Building Resilient Applications

Explore how Polly and HttpClient in .NET can be used together to create resilient applications. Learn to handle retries, timeouts, and transient faults effectively.

The full source code for the Async Demo Application is available on GitHub

Introduction

In modern .NET applications, making HTTP calls to remote services is a common task. However, network instability, transient errors, and service timeouts are challenges that developers must handle effectively.

This article provides a comprehensive guide on how to use Polly, a .NET resilience and transient-fault-handling library, in combination with `CancellationToken` to enhance the robustness of your HTTP calls with `HttpClient`. We'll walk through practical examples and explain the concepts in detail.

What Does Resilient Mean in a Web Application?

Resilience in the context of a web application refers to the ability of the application to maintain acceptable service levels despite facing various challenges, such as faults, failures, or unexpected loads. A resilient web application is designed to handle disruptions gracefully, recover quickly, and continue providing reliable service to users.

In modern web development, resilience is crucial because web applications often rely on multiple external services, APIs, and infrastructure components. These dependencies can introduce potential points of failure that, if not handled properly, can degrade the user experience or even cause the application to become unavailable.

Examples of Resilience in Web Applications

Here are some key aspects of resilience in web applications, along with examples of how they can be implemented:

Transient faults are temporary issues, such as network timeouts, that can resolve themselves if the operation is retried. A resilient application detects these faults and automatically retries the failed operation instead of immediately returning an error to the user.

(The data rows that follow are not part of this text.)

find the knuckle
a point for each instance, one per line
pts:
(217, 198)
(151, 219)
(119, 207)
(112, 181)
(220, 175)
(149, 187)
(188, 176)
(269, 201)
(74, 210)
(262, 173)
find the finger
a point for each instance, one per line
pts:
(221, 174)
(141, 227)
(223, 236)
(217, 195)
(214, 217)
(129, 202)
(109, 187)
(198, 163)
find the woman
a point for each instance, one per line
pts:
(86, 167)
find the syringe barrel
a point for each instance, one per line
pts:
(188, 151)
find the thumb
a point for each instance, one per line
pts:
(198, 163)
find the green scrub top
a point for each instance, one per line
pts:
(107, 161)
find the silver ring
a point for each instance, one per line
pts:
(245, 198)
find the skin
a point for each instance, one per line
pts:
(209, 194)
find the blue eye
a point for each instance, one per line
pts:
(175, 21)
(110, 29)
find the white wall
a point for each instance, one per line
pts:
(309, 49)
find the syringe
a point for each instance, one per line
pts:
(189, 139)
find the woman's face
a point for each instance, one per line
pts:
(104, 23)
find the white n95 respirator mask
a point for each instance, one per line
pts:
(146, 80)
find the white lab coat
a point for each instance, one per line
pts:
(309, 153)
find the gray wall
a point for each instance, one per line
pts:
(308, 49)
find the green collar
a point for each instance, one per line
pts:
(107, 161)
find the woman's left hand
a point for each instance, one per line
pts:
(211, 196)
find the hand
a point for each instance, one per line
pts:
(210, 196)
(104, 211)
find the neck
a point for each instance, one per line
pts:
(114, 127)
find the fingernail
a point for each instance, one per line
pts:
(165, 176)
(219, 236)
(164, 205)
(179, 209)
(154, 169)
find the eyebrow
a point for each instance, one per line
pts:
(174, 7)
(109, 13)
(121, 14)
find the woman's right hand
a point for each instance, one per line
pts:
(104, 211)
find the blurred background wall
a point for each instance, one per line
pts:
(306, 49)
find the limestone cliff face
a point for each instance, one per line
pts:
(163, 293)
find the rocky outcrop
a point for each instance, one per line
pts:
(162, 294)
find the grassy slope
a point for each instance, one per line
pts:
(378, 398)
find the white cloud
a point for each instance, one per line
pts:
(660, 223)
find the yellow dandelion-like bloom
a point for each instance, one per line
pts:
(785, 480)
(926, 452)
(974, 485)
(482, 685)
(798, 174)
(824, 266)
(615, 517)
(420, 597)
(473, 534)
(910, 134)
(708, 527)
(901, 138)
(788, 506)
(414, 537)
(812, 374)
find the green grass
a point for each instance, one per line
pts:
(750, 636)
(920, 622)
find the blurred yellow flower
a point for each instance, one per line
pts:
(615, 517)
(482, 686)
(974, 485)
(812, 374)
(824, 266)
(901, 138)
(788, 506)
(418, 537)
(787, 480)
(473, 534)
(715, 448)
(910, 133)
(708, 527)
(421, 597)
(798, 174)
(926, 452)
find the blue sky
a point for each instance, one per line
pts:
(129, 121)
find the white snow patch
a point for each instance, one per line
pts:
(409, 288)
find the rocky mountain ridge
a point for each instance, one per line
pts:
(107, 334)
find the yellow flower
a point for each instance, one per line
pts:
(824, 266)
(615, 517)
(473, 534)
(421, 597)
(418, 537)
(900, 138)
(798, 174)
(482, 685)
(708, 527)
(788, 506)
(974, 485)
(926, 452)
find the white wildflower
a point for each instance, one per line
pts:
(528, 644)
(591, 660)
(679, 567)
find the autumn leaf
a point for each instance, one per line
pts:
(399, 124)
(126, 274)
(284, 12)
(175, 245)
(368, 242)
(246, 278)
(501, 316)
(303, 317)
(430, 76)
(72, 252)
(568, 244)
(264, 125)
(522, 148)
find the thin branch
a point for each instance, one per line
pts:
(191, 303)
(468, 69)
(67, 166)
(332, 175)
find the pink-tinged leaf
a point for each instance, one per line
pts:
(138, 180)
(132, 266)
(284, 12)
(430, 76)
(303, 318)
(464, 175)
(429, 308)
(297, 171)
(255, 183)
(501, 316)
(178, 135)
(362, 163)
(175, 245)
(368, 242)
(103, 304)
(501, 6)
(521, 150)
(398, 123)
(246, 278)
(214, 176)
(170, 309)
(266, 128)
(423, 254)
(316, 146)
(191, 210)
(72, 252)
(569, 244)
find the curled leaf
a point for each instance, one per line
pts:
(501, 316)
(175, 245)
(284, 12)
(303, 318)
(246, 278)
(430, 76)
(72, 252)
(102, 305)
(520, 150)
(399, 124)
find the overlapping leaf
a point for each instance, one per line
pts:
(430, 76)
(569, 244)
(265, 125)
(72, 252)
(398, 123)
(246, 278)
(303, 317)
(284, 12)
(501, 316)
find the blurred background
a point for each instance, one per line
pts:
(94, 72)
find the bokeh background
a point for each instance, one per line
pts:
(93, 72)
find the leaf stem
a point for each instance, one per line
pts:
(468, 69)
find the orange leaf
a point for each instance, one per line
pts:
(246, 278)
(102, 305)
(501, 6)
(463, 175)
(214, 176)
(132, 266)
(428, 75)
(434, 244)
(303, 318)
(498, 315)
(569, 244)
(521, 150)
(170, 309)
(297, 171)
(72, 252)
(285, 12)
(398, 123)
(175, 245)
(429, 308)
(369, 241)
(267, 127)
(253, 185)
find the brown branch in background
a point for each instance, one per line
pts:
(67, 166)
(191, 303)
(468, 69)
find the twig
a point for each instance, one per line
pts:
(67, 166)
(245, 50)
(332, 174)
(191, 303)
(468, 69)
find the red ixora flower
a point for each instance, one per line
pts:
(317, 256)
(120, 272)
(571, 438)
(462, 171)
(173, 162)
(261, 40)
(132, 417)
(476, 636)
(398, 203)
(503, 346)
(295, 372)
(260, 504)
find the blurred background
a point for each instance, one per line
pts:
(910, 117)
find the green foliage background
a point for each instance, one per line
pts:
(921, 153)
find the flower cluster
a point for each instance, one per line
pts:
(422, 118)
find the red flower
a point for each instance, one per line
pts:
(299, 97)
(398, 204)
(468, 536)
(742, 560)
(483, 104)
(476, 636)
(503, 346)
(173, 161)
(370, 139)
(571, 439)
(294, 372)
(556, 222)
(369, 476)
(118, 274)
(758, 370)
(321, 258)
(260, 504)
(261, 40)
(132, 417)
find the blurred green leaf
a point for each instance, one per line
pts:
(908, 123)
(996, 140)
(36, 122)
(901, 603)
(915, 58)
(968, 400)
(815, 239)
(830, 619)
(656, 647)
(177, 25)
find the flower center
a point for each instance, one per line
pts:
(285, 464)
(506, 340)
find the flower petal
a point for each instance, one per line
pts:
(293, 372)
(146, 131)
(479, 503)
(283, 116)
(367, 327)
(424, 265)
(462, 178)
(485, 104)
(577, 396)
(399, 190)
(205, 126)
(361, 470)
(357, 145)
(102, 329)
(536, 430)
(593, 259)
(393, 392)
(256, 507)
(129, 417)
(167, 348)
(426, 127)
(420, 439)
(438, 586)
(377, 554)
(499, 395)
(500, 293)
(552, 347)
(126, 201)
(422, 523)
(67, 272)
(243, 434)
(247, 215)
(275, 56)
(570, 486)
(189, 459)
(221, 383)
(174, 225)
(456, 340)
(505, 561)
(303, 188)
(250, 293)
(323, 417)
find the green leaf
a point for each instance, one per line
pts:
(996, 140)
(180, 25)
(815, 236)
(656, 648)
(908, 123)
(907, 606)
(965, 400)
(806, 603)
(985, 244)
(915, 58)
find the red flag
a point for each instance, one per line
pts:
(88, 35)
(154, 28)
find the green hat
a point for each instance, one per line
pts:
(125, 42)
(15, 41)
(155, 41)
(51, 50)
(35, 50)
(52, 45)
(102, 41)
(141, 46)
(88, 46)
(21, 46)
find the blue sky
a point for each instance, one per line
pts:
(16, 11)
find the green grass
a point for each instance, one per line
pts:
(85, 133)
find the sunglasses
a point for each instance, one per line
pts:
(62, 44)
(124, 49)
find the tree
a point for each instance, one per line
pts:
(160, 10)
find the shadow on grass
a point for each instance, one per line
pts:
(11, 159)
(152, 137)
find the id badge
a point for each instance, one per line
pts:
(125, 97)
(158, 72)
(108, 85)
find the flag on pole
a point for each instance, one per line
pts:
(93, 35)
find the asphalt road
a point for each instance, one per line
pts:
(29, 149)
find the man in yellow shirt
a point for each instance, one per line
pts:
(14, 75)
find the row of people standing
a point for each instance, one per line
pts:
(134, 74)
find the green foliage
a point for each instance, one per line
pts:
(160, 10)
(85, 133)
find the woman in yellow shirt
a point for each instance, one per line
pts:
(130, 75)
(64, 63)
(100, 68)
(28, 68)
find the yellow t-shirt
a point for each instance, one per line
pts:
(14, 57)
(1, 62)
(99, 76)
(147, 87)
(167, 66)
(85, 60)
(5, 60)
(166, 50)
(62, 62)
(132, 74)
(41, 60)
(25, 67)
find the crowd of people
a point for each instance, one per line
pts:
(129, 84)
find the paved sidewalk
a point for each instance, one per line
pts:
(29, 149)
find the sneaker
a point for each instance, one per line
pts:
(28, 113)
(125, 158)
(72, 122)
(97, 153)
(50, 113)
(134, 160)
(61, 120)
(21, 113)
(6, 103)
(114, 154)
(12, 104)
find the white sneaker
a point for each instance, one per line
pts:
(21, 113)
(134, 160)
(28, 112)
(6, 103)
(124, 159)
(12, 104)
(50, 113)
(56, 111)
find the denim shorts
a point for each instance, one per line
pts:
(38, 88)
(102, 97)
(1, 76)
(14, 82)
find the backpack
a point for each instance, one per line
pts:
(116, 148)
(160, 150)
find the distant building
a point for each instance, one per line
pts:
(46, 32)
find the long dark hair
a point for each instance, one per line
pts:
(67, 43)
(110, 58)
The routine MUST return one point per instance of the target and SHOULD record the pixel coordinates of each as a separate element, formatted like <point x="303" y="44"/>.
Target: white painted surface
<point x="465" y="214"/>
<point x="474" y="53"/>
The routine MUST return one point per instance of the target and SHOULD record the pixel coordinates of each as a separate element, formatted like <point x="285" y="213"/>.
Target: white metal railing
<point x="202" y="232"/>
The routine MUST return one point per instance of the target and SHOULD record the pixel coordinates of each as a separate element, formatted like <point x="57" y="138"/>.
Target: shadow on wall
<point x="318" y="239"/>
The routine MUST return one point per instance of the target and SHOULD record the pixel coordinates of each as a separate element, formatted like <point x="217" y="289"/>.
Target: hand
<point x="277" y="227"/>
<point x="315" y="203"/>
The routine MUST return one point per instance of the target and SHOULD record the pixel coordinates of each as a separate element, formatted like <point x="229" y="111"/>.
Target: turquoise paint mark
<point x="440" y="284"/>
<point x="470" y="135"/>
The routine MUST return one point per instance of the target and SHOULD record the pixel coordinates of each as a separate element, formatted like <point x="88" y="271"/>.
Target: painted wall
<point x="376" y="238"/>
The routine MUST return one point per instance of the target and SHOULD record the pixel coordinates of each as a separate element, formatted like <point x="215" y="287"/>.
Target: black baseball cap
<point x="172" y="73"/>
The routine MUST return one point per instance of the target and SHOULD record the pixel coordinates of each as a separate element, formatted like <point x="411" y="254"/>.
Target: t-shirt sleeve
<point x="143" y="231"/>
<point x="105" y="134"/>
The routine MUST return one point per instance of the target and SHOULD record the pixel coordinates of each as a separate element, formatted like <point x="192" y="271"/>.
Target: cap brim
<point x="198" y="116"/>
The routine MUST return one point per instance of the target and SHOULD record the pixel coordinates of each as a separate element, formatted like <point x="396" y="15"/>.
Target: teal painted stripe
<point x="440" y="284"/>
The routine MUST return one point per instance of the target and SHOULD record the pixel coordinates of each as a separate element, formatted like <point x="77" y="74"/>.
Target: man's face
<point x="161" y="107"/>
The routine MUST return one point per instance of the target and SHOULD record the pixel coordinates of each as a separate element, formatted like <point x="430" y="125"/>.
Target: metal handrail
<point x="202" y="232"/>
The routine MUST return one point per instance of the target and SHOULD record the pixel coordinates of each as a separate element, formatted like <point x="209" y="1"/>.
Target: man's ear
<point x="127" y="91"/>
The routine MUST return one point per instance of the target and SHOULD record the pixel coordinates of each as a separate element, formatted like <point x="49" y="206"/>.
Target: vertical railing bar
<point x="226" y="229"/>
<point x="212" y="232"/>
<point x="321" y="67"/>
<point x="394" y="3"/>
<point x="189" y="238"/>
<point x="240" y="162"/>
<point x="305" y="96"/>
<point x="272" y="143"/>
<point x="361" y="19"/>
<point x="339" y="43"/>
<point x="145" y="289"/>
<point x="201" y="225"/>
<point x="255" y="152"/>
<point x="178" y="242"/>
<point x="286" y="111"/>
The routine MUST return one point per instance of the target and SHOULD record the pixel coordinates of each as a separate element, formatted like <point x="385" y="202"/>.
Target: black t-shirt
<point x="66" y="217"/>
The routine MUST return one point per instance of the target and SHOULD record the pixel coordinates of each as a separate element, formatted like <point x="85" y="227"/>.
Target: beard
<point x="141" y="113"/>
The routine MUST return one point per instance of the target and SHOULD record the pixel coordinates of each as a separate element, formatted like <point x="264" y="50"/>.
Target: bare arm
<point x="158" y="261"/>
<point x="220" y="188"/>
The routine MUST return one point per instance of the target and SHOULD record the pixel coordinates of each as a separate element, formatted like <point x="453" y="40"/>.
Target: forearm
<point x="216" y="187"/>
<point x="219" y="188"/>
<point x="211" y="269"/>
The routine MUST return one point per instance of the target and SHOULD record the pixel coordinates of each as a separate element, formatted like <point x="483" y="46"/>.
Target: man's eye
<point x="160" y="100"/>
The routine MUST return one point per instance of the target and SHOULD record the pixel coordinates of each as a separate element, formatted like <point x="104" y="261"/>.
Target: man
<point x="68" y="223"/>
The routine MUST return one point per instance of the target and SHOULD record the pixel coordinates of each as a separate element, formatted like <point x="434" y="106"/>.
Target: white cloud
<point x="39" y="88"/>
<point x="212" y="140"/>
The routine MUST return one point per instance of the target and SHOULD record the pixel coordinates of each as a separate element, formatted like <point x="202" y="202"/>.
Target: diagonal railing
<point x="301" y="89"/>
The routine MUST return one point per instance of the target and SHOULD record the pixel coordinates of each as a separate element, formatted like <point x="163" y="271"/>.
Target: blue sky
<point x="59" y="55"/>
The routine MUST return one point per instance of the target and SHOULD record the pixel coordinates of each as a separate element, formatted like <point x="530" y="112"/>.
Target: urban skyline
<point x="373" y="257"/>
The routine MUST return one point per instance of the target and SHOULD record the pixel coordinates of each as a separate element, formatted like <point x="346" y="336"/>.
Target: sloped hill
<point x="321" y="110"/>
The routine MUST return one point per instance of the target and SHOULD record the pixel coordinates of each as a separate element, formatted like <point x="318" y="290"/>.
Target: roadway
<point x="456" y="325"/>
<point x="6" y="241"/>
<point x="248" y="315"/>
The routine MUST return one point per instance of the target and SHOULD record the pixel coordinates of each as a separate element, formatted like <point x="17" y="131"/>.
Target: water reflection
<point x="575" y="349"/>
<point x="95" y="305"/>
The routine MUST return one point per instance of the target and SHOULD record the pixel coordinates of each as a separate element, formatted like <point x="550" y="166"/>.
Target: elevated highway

For example, suppose your web application relies on an external API to fetch data. If the API request fails due to a network glitch, a resilient application would use a retry policy (such as one provided by Polly) to retry the request after a brief delay, improving the chances of success without requiring user intervention.

A circuit breaker pattern is another important concept in building resilient applications. It prevents an application from repeatedly trying to perform an operation that is likely to fail, thereby protecting the application from overloading itself or the external service.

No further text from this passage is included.